Dermal absorption, skin retention and urinary elimination of bisphenol S in rats: in vitro, in vivo and intravenous comparative analysis

Abstract

Bisphenol S (BPS) is widely used as a substitute for bisphenol A (BPA) in industrial applications, but concerns have been raised about its dermal absorption and potential systemic toxicity. Here, we investigated the toxicokinetics of BPS following dermal and intravenous (i.v.) exposure in rats, and performed complementary in vitro dermal absorption studies. A single dose of 20 µg/cm² [¹⁴C]-BPS was applied (50 µL/cm²) in vitro and in vivo to rat skin. Maximum systemic exposure was achieved by administering 0.05, 0.5, or 5 mg/kg i.v.
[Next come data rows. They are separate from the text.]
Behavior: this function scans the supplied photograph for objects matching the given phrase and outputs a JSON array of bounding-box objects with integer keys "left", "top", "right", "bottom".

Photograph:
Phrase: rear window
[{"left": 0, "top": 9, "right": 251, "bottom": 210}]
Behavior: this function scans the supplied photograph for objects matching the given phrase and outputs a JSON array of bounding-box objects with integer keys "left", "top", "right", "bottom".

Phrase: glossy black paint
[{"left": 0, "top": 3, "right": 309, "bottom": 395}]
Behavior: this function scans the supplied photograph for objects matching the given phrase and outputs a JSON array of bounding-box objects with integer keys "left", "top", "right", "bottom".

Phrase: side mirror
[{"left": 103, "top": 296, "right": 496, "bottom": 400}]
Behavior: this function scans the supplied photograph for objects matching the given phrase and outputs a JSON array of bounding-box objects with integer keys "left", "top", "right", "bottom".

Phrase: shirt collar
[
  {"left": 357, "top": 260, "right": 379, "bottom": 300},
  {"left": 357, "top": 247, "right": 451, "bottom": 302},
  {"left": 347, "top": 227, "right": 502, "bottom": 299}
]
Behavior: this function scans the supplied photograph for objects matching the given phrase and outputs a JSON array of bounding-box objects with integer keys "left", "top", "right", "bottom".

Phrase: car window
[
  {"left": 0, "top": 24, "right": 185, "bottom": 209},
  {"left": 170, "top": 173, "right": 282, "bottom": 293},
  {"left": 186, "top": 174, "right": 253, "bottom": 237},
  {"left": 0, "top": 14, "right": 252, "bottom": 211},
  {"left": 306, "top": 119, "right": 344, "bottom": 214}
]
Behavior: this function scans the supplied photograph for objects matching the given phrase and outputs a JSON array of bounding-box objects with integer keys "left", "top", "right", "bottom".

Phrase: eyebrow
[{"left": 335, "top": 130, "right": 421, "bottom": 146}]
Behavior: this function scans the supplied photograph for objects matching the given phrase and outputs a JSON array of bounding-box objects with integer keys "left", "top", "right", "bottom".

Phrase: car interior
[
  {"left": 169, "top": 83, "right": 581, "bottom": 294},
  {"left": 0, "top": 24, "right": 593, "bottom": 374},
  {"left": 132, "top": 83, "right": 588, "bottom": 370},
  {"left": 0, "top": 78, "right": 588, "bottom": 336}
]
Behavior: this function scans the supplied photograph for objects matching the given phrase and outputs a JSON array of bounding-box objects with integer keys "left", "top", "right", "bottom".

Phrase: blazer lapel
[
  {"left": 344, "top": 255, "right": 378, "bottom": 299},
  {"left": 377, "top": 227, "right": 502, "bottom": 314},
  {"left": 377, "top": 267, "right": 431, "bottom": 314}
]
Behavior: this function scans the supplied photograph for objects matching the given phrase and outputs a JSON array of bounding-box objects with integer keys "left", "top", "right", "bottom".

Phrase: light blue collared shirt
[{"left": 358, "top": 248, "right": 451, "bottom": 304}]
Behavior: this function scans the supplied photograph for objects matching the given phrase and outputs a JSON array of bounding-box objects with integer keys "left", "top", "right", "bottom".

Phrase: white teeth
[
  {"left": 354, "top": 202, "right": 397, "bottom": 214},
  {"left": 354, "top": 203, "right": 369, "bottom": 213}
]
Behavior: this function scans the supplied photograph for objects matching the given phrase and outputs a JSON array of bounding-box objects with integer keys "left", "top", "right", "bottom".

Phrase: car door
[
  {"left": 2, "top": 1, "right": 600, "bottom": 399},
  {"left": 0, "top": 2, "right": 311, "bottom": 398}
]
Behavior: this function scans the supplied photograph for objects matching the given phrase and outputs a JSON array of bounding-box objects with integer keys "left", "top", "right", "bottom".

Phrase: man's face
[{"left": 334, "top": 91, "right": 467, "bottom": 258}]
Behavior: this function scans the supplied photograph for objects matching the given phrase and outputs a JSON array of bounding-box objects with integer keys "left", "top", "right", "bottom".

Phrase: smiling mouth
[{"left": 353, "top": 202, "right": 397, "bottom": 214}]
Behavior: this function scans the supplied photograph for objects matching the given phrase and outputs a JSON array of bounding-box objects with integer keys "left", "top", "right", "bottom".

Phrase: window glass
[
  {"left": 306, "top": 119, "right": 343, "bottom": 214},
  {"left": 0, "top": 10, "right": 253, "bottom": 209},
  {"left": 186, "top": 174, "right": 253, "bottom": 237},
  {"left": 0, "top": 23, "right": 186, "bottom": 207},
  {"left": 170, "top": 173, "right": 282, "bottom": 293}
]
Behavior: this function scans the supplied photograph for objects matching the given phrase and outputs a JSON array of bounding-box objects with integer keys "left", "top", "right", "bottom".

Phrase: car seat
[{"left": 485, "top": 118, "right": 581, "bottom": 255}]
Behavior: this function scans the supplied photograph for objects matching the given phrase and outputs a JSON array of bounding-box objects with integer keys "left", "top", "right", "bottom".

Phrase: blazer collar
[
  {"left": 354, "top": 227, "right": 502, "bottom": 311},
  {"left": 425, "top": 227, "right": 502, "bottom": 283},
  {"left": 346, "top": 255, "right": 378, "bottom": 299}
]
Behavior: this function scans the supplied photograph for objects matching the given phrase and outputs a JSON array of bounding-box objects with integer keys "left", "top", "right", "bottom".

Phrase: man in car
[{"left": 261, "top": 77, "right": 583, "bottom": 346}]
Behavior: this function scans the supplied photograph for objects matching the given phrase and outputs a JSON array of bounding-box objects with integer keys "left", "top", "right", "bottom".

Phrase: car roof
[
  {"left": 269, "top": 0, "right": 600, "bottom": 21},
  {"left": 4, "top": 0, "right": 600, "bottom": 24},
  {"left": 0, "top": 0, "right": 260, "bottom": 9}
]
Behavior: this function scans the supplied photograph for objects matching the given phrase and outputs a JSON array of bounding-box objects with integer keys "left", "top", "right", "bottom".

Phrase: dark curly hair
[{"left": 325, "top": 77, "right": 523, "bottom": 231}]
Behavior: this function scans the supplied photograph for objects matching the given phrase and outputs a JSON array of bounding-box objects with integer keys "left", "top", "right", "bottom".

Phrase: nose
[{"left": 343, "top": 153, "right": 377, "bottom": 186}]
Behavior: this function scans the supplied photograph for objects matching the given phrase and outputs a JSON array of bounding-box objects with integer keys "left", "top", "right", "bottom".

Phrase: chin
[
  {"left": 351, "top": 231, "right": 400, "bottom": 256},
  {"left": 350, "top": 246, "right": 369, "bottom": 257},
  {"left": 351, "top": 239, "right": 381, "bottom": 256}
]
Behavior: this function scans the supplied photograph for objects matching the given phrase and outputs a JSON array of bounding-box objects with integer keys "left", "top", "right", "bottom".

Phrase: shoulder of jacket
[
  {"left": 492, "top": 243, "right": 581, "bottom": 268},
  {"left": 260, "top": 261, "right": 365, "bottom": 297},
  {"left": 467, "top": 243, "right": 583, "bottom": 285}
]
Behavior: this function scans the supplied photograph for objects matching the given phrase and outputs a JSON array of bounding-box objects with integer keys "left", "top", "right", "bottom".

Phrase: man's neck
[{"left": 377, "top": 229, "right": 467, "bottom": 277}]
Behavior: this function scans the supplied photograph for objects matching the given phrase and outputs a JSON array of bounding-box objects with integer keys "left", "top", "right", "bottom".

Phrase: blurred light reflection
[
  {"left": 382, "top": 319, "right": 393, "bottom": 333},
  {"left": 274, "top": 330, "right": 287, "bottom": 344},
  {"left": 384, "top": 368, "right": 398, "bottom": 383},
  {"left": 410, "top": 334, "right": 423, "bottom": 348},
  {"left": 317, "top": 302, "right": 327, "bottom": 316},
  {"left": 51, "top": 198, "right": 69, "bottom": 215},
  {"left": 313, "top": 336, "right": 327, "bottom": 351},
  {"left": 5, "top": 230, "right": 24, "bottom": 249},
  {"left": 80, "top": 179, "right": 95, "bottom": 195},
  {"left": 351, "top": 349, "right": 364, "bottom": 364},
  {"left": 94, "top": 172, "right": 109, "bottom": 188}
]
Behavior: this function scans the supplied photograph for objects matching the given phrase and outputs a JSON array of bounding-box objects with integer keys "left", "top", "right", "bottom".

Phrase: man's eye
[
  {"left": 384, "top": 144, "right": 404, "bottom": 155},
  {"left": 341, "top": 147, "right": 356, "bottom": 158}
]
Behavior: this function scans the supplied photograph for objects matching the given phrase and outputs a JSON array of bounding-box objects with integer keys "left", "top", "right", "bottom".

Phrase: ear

In vitro percutaneous absorption depended on the solvent, with the highest uptake measured in artificial sebum (~ 5000 ng/cm² over 40 h). Most absorbed BPS remained unmetabolised (78-85%), with a significant skin reservoir (25-60% of the applied dose). In vivo dermal exposure resulted in low systemic absorption (~ 10%), with BPS persisting in the skin for more than 72 h. The primary excretion route was in urine (60-70%), mainly as BPS-glucuronide. Systemic i.v. exposure confirmed rapid metabolisation, with BPS-G dominating in the plasma and urinary profiles. Applying the Triple-Pack approach, by integrating in vitro and in vivo rat data with prior human in vitro findings, human in vivo dermal absorption was estimated at 1.4% of the applied dose. The results presented highlight prolonged skin retention and slow systemic release of BPS, raising concerns about chronic low-level exposure following dermal contact. Further studies are needed to refine risk assessments, particularly to enhance toxicokinetic modelling and forward dosimetry to improve exposure prediction and regulatory decision-making.

Keywords: Bisphenol S; Dermal absorption; Human exposure estimation; Rat; Toxicokinetics.